CRM solutions can be used to systematically increase knowledge about customers and product users. As well as general customer data, solutions such as mySAP Customer Relationship Management (mySAP CRM) use a variety of contact channels, for example call centers or the Internet, to provide specific information about customer behavior. This includes customer analyses in which companies enter precise details about causes of complaints, trends or service revenues. Feedback from users and their specific requirements are entered in the CRM solution for further processing. In this way, ICT innovations take on the role of a pacesetter. They update organizational structures, introduce more flexible ways of working, and provide companies with the means for worldwide networking.

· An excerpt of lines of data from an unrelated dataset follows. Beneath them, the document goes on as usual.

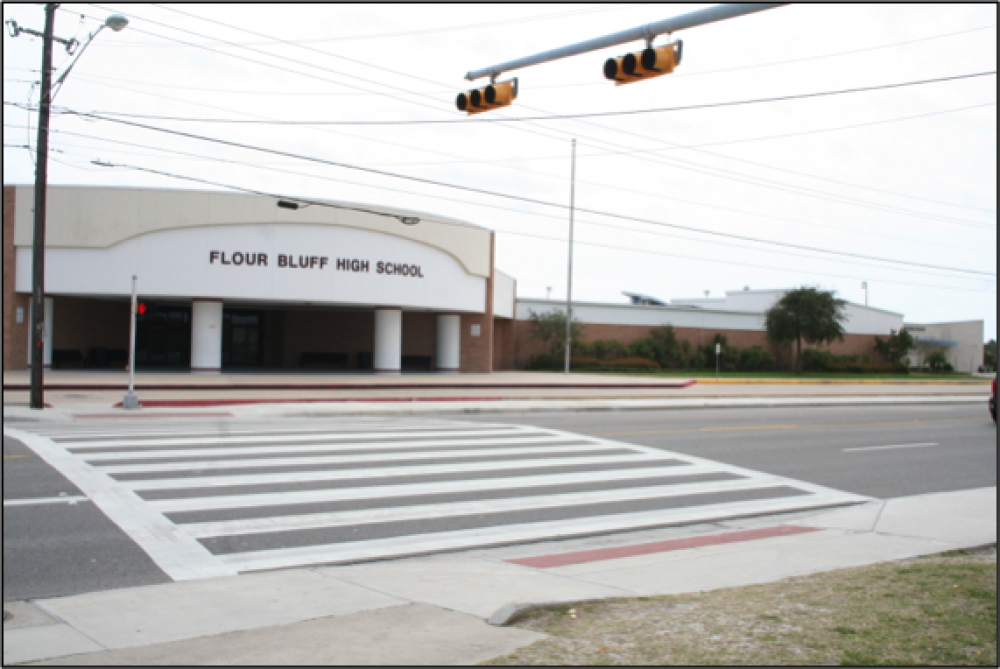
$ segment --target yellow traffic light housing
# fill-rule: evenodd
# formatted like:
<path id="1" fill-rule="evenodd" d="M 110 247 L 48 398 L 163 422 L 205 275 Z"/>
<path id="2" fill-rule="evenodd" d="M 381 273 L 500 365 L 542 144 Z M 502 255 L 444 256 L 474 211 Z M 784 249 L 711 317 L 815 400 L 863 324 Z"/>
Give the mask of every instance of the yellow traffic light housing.
<path id="1" fill-rule="evenodd" d="M 673 44 L 649 47 L 638 53 L 609 58 L 604 63 L 604 76 L 614 81 L 615 86 L 622 86 L 633 81 L 670 74 L 681 63 L 682 48 L 678 40 Z"/>
<path id="2" fill-rule="evenodd" d="M 491 109 L 506 107 L 514 102 L 515 98 L 517 98 L 517 79 L 511 79 L 477 88 L 467 93 L 459 93 L 455 105 L 459 111 L 467 112 L 469 116 L 472 116 Z"/>

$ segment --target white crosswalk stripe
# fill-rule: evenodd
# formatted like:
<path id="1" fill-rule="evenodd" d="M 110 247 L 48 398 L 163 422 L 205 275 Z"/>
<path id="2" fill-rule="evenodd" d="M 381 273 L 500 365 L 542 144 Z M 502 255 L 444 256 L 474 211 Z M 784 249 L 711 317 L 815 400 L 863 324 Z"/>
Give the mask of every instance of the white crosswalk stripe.
<path id="1" fill-rule="evenodd" d="M 11 428 L 176 580 L 867 501 L 556 430 L 446 420 Z"/>

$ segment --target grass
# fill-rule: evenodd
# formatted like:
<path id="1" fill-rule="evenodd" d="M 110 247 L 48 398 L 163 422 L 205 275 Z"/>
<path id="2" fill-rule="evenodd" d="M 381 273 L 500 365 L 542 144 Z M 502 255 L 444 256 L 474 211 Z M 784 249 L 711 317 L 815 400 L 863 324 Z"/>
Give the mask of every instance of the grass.
<path id="1" fill-rule="evenodd" d="M 996 551 L 543 609 L 485 664 L 996 665 Z"/>
<path id="2" fill-rule="evenodd" d="M 611 374 L 615 376 L 641 376 L 646 378 L 685 378 L 685 379 L 714 379 L 714 371 L 706 370 L 662 370 L 656 372 L 573 372 L 574 374 Z M 804 372 L 795 374 L 794 372 L 721 372 L 721 379 L 850 379 L 869 381 L 978 381 L 980 383 L 990 383 L 992 379 L 985 379 L 969 374 L 849 374 L 834 372 Z"/>

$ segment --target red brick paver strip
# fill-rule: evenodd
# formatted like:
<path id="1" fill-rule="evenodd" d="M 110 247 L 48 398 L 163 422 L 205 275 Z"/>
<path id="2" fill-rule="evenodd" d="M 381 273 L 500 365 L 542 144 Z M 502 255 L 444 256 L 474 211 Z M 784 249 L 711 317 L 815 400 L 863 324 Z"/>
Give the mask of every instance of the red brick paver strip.
<path id="1" fill-rule="evenodd" d="M 636 557 L 637 555 L 667 553 L 670 551 L 702 548 L 704 546 L 718 546 L 720 544 L 733 544 L 742 541 L 756 541 L 758 539 L 770 539 L 773 537 L 789 537 L 796 534 L 819 531 L 820 530 L 815 527 L 792 527 L 789 525 L 781 525 L 778 527 L 765 527 L 759 530 L 726 532 L 725 534 L 710 534 L 708 536 L 688 537 L 686 539 L 671 539 L 669 541 L 656 541 L 649 544 L 638 544 L 635 546 L 598 548 L 595 550 L 579 551 L 576 553 L 556 553 L 554 555 L 539 555 L 537 557 L 517 558 L 505 561 L 512 564 L 519 564 L 524 567 L 534 567 L 535 569 L 552 569 L 554 567 L 566 567 L 571 564 L 585 564 L 587 562 L 600 562 L 601 560 L 616 560 L 618 558 Z"/>

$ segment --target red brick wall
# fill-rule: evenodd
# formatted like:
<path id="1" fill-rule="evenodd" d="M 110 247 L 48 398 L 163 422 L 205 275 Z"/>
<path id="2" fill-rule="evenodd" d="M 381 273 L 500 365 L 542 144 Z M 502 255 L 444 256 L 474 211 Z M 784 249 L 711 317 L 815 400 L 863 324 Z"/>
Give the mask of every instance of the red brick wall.
<path id="1" fill-rule="evenodd" d="M 13 186 L 3 189 L 3 368 L 28 368 L 28 329 L 31 319 L 31 296 L 14 292 L 16 259 L 14 224 L 16 193 Z M 24 322 L 17 323 L 17 308 L 24 310 Z"/>
<path id="2" fill-rule="evenodd" d="M 622 344 L 631 344 L 638 339 L 646 339 L 653 326 L 645 325 L 584 325 L 583 341 L 592 343 L 598 340 L 617 340 Z M 738 348 L 750 348 L 760 346 L 771 351 L 781 359 L 783 352 L 772 346 L 767 341 L 767 333 L 757 330 L 715 330 L 699 328 L 674 328 L 677 339 L 689 341 L 692 346 L 711 343 L 716 334 L 726 336 L 730 346 Z M 531 336 L 531 322 L 517 321 L 514 324 L 514 339 L 516 343 L 516 363 L 518 368 L 524 368 L 528 364 L 528 358 L 532 355 L 549 353 L 545 344 Z M 816 348 L 820 350 L 832 351 L 836 355 L 875 355 L 875 335 L 852 335 L 849 334 L 842 342 L 834 342 L 831 345 L 811 345 L 804 344 L 803 348 Z"/>
<path id="3" fill-rule="evenodd" d="M 496 253 L 496 235 L 490 235 L 490 277 L 486 280 L 486 313 L 462 314 L 462 362 L 463 372 L 489 373 L 493 371 L 493 276 Z M 472 326 L 478 325 L 478 337 L 472 336 Z"/>
<path id="4" fill-rule="evenodd" d="M 514 321 L 493 319 L 493 369 L 514 369 Z"/>

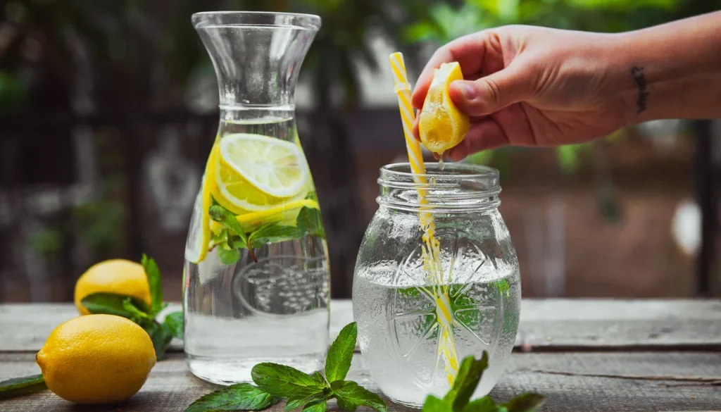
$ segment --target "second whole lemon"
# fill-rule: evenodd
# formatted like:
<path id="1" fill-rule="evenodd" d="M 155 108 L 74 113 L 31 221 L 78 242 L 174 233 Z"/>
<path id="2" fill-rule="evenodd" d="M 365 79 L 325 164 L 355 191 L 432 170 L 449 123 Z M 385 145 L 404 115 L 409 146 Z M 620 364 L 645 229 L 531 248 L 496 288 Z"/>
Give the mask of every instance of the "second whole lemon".
<path id="1" fill-rule="evenodd" d="M 438 154 L 461 143 L 471 126 L 470 118 L 458 108 L 448 94 L 454 80 L 463 80 L 458 62 L 443 63 L 436 69 L 419 115 L 420 141 L 428 150 Z"/>
<path id="2" fill-rule="evenodd" d="M 56 328 L 35 360 L 56 395 L 99 404 L 135 395 L 156 357 L 150 336 L 138 325 L 120 316 L 89 315 Z"/>
<path id="3" fill-rule="evenodd" d="M 75 284 L 75 307 L 81 315 L 89 315 L 80 301 L 94 293 L 133 296 L 151 304 L 150 284 L 143 266 L 125 259 L 111 259 L 90 267 Z"/>

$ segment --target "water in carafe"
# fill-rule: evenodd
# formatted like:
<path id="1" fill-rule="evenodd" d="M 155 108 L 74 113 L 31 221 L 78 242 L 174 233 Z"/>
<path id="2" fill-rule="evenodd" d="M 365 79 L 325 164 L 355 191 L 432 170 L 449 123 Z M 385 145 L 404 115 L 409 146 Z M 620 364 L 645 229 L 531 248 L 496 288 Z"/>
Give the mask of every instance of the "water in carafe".
<path id="1" fill-rule="evenodd" d="M 328 345 L 329 272 L 293 94 L 317 16 L 193 15 L 213 61 L 220 124 L 188 231 L 185 351 L 205 380 L 262 361 L 305 372 Z"/>

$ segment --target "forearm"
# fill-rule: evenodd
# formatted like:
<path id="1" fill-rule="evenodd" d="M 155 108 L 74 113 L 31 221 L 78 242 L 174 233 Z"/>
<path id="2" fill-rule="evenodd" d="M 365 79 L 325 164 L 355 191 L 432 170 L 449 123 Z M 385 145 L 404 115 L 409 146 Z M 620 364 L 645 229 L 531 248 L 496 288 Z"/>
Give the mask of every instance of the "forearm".
<path id="1" fill-rule="evenodd" d="M 616 51 L 629 124 L 721 118 L 721 12 L 619 35 Z"/>

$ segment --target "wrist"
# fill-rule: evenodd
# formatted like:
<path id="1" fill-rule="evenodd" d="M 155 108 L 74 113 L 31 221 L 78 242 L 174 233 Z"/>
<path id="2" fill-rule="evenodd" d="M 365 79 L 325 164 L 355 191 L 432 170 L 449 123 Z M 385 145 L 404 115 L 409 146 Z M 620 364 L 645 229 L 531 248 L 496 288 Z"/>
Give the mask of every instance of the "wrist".
<path id="1" fill-rule="evenodd" d="M 719 116 L 720 16 L 611 36 L 613 83 L 617 84 L 616 95 L 626 126 L 662 118 Z"/>

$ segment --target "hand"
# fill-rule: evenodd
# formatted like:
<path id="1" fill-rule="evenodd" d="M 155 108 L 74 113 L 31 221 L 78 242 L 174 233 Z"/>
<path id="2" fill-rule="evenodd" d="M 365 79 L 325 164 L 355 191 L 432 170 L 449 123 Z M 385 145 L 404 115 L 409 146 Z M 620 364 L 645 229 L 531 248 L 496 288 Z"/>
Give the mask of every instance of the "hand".
<path id="1" fill-rule="evenodd" d="M 505 26 L 460 38 L 428 61 L 412 96 L 423 110 L 442 63 L 458 61 L 465 80 L 450 95 L 471 116 L 453 160 L 508 144 L 550 146 L 603 137 L 636 114 L 629 67 L 614 62 L 619 35 Z M 414 133 L 418 137 L 417 123 Z"/>

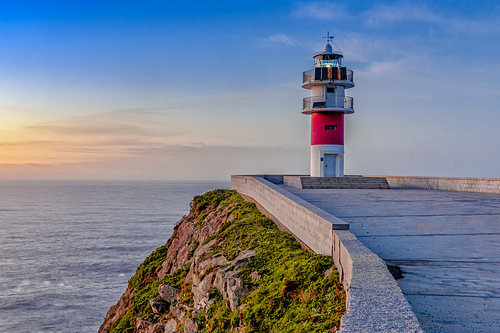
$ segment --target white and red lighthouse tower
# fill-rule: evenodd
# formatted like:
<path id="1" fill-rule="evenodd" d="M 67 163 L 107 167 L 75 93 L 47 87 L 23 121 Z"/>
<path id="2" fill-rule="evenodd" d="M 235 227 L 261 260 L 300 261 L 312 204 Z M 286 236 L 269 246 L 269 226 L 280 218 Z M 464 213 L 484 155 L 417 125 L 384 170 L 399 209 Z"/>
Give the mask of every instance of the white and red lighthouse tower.
<path id="1" fill-rule="evenodd" d="M 302 88 L 311 90 L 304 98 L 302 113 L 311 115 L 311 177 L 344 176 L 344 114 L 354 113 L 353 71 L 343 67 L 342 51 L 327 33 L 323 52 L 314 55 L 314 69 L 303 73 Z"/>

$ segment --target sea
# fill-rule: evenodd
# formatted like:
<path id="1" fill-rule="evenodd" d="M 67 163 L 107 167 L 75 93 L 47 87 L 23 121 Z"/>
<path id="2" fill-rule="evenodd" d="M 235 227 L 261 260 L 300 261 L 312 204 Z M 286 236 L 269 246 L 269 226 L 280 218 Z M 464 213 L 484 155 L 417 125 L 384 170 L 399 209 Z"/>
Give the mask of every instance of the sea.
<path id="1" fill-rule="evenodd" d="M 229 187 L 0 180 L 0 332 L 97 332 L 193 196 Z"/>

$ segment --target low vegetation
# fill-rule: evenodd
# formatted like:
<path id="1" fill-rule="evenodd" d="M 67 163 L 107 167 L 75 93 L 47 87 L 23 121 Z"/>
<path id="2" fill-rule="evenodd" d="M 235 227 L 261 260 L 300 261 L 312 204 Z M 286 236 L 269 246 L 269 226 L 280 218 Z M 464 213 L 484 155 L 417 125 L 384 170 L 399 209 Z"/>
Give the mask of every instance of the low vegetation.
<path id="1" fill-rule="evenodd" d="M 212 235 L 197 234 L 196 229 L 203 231 L 221 217 L 223 221 Z M 108 312 L 104 325 L 108 332 L 142 332 L 137 328 L 138 317 L 147 318 L 151 325 L 174 319 L 178 332 L 184 332 L 187 318 L 195 323 L 198 332 L 309 333 L 333 332 L 339 328 L 345 313 L 345 293 L 337 270 L 331 269 L 332 258 L 303 250 L 293 236 L 278 230 L 272 220 L 254 204 L 243 201 L 235 191 L 215 190 L 195 196 L 191 212 L 182 223 L 192 224 L 194 230 L 188 240 L 190 249 L 184 265 L 162 278 L 158 276 L 162 268 L 169 271 L 172 266 L 166 259 L 173 239 L 182 237 L 178 225 L 167 244 L 138 267 L 125 293 L 129 296 L 122 297 L 121 303 Z M 223 297 L 225 291 L 219 290 L 215 282 L 206 291 L 212 300 L 210 307 L 194 310 L 196 285 L 193 286 L 192 275 L 198 268 L 191 266 L 196 254 L 209 243 L 212 245 L 204 260 L 223 256 L 227 261 L 210 268 L 196 281 L 208 275 L 215 279 L 215 273 L 222 269 L 237 272 L 248 292 L 235 311 Z M 253 250 L 254 254 L 244 265 L 235 267 L 235 259 L 244 250 Z M 153 312 L 149 300 L 158 299 L 161 284 L 181 290 L 179 306 L 187 313 L 184 319 L 171 311 Z M 115 314 L 118 318 L 114 318 Z"/>

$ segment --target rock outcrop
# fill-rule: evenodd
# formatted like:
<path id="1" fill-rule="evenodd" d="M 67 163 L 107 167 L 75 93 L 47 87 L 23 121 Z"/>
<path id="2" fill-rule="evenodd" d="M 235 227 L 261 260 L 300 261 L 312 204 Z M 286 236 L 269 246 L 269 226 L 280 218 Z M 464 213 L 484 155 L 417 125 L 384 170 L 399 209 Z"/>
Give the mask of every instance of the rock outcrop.
<path id="1" fill-rule="evenodd" d="M 304 264 L 297 264 L 293 256 L 305 260 Z M 330 311 L 330 319 L 323 319 L 325 327 L 338 326 L 345 304 L 335 274 L 324 277 L 332 266 L 331 258 L 301 250 L 293 237 L 279 231 L 234 191 L 208 192 L 194 198 L 189 214 L 176 225 L 167 244 L 139 266 L 99 332 L 194 333 L 215 328 L 218 332 L 245 332 L 258 326 L 261 329 L 252 331 L 268 331 L 266 327 L 275 325 L 268 321 L 276 314 L 266 314 L 261 309 L 263 304 L 265 308 L 276 306 L 283 317 L 293 304 L 304 303 L 307 308 L 315 299 L 317 292 L 308 290 L 302 282 L 294 282 L 296 287 L 291 292 L 285 290 L 290 285 L 287 276 L 299 277 L 302 272 L 293 270 L 305 269 L 299 266 L 309 265 L 310 258 L 316 263 L 304 274 L 309 279 L 325 280 L 324 288 L 337 288 L 337 317 L 331 319 Z M 283 281 L 274 281 L 274 268 L 282 270 L 276 274 Z M 317 321 L 315 315 L 303 320 Z M 260 323 L 259 316 L 269 318 L 261 318 Z M 280 318 L 276 317 L 276 325 Z"/>

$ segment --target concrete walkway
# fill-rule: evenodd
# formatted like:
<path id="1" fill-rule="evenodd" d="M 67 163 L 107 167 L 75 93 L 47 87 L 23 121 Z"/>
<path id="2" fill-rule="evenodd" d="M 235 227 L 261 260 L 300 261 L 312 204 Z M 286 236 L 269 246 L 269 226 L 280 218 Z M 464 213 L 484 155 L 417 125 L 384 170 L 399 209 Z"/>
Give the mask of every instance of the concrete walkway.
<path id="1" fill-rule="evenodd" d="M 403 270 L 397 282 L 425 332 L 500 332 L 500 195 L 283 188 Z"/>

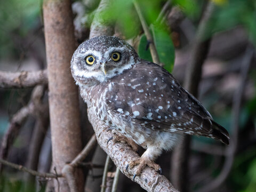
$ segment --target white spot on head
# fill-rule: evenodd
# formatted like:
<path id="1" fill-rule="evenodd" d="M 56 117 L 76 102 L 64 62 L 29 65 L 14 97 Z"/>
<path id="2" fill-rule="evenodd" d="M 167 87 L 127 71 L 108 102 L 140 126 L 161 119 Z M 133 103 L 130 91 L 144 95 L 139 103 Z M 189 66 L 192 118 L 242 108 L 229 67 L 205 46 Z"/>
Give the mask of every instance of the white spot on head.
<path id="1" fill-rule="evenodd" d="M 149 120 L 152 120 L 153 118 L 152 118 L 151 116 L 153 115 L 153 113 L 149 113 L 147 115 L 147 118 L 148 119 L 149 119 Z"/>
<path id="2" fill-rule="evenodd" d="M 140 112 L 139 112 L 138 111 L 133 111 L 132 112 L 132 114 L 135 116 L 140 115 Z"/>
<path id="3" fill-rule="evenodd" d="M 117 111 L 121 113 L 124 113 L 124 111 L 123 111 L 123 109 L 121 109 L 121 108 L 118 108 Z"/>
<path id="4" fill-rule="evenodd" d="M 127 111 L 124 111 L 124 115 L 126 115 L 126 116 L 128 116 L 130 115 L 130 113 L 128 112 Z"/>
<path id="5" fill-rule="evenodd" d="M 135 85 L 132 86 L 132 88 L 133 89 L 135 89 L 137 86 L 140 86 L 140 84 L 139 84 L 138 85 Z"/>

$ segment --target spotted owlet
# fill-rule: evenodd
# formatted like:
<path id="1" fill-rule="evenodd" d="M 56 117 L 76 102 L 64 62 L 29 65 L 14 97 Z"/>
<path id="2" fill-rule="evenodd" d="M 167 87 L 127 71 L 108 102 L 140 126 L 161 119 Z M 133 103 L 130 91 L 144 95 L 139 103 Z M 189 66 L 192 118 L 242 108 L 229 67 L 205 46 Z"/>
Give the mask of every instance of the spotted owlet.
<path id="1" fill-rule="evenodd" d="M 71 70 L 89 110 L 120 135 L 116 140 L 146 149 L 129 164 L 139 165 L 134 177 L 146 165 L 161 170 L 154 161 L 183 134 L 229 143 L 227 131 L 197 99 L 123 40 L 105 36 L 85 41 L 74 53 Z"/>

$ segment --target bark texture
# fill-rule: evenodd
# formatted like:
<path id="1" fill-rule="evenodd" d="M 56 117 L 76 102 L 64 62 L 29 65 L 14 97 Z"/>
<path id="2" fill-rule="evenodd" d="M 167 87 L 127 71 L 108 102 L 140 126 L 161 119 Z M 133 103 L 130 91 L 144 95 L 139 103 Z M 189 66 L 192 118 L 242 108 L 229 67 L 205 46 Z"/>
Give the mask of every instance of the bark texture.
<path id="1" fill-rule="evenodd" d="M 125 143 L 119 142 L 114 143 L 113 141 L 110 141 L 107 145 L 108 139 L 112 136 L 111 132 L 107 131 L 108 127 L 100 119 L 95 121 L 97 117 L 93 111 L 89 110 L 88 117 L 100 147 L 109 156 L 120 171 L 132 180 L 136 166 L 133 169 L 129 168 L 128 171 L 125 170 L 125 167 L 130 161 L 139 157 L 138 154 Z M 136 177 L 134 181 L 148 191 L 178 191 L 165 177 L 160 175 L 153 169 L 148 166 L 140 175 Z"/>
<path id="2" fill-rule="evenodd" d="M 82 150 L 77 87 L 70 70 L 75 49 L 73 14 L 69 0 L 45 0 L 43 4 L 48 65 L 50 117 L 53 166 L 58 173 Z M 81 170 L 74 173 L 79 191 L 83 188 Z M 57 191 L 69 191 L 66 180 L 55 183 Z"/>

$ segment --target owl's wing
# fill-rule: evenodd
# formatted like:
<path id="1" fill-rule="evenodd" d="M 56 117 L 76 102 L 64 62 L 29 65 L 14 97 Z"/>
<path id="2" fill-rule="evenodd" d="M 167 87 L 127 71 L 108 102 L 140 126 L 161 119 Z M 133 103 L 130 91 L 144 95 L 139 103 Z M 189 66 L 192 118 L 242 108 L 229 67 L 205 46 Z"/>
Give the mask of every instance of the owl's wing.
<path id="1" fill-rule="evenodd" d="M 228 144 L 228 133 L 168 71 L 143 62 L 112 80 L 107 110 L 149 129 L 203 135 Z"/>

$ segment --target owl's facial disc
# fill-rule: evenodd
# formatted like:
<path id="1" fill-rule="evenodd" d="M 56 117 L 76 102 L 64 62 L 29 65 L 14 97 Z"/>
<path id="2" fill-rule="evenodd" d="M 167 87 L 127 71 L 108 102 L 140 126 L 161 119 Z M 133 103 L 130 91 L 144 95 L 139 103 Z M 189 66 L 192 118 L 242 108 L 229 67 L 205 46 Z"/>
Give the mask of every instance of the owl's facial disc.
<path id="1" fill-rule="evenodd" d="M 134 49 L 113 36 L 100 36 L 83 43 L 71 62 L 72 75 L 81 85 L 102 83 L 139 62 Z"/>

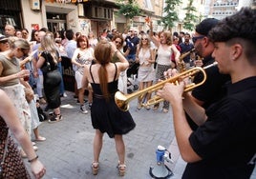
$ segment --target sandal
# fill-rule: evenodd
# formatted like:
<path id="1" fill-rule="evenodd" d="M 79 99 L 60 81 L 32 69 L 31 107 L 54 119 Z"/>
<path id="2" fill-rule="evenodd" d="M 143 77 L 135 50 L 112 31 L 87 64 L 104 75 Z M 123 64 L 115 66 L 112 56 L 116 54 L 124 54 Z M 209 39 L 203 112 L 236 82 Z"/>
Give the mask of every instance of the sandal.
<path id="1" fill-rule="evenodd" d="M 168 109 L 164 109 L 164 108 L 162 109 L 162 112 L 163 112 L 163 113 L 167 113 L 168 111 L 169 111 Z"/>
<path id="2" fill-rule="evenodd" d="M 92 171 L 93 171 L 94 175 L 97 174 L 98 169 L 99 169 L 98 162 L 93 162 L 92 163 Z"/>
<path id="3" fill-rule="evenodd" d="M 59 122 L 62 120 L 62 115 L 60 114 L 55 114 L 53 112 L 53 114 L 52 115 L 52 117 L 49 119 L 49 123 L 55 123 L 55 122 Z"/>
<path id="4" fill-rule="evenodd" d="M 141 108 L 142 108 L 141 103 L 138 103 L 137 109 L 138 109 L 139 110 L 140 110 L 140 109 L 141 109 Z"/>
<path id="5" fill-rule="evenodd" d="M 159 109 L 159 108 L 160 108 L 160 104 L 157 103 L 157 104 L 154 105 L 153 109 L 157 110 L 157 109 Z"/>
<path id="6" fill-rule="evenodd" d="M 124 176 L 125 169 L 126 169 L 126 165 L 125 164 L 120 164 L 120 162 L 118 162 L 118 165 L 117 165 L 117 168 L 118 169 L 119 176 Z"/>

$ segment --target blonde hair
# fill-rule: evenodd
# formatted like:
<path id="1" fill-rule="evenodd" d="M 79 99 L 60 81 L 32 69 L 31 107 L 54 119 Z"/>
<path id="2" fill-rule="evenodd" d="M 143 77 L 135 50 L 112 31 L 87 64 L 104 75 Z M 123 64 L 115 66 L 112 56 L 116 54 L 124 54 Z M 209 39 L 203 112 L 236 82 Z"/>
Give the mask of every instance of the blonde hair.
<path id="1" fill-rule="evenodd" d="M 9 44 L 11 49 L 19 48 L 22 50 L 31 50 L 29 42 L 18 37 L 9 37 Z"/>
<path id="2" fill-rule="evenodd" d="M 58 62 L 58 57 L 56 55 L 57 52 L 57 46 L 55 45 L 54 39 L 53 39 L 53 32 L 46 32 L 46 34 L 41 39 L 41 49 L 51 53 L 53 60 Z"/>

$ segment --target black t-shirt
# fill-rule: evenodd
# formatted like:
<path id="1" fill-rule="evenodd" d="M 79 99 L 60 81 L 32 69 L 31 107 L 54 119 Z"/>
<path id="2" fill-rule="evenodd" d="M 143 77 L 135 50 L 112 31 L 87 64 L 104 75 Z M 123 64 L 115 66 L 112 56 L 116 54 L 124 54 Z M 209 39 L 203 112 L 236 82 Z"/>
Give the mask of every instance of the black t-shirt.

How ICT creates innovations

Innovations in the ICT sector are more than just the development of new or improved products and services through using IT. The new technologies are also integrated in products and services to improve their performance characteristics. Take IT solutions that control machinery or vehicles, for instance. The logistics sector provides a particularly vivid example. Up to now, pallets and boxes have been scanned prior to transportation – a time-consuming process. Now, however, radio frequency identification (RFID) is being used to close the gap between the physical and the virtual world. The information on the goods can be identified wirelessly via radiowaves and entered and managed in solutions such as mySAP Product Lifecycle Management (mySAP PLM). The bar code is gradually being replaced by radio-chips that hold information.
Last but not least, companies can also use IT to strengthen their business ties and in so doing tap new markets. E-business and e-commerce applications support online selling and quickly integrate customers into the product development process. Customers can be integrated into the production process via online forums, for example, and then obtain products that are adapted specifically to their requirements. ICT therefore allows car buyers to choose the color of their new car even while the production process is still ongoing. In the same way, IT solutions can also be tailored to companies’ specific business processes. ICT also supports knowledge management. Thanks to products such as SAP Education, company employees worldwide can benefit from online training courses and gain additional SAP know-how.

Fit for the global market

The ICT branch is preparing the way for digital transformation of existing structures, yet its growth cannot be taken for granted. ICT companies need public sector support. It is possible to stimulate further growth, generate sales and create jobs by pursuing a strategic policy of promoting innovation and ICT. Particularly effective measures include strengthening the equity situation of growth-oriented companies, simplifying corporate taxation, eliminating red tape, providing funding for new entrants and creating interfaces between science and industry.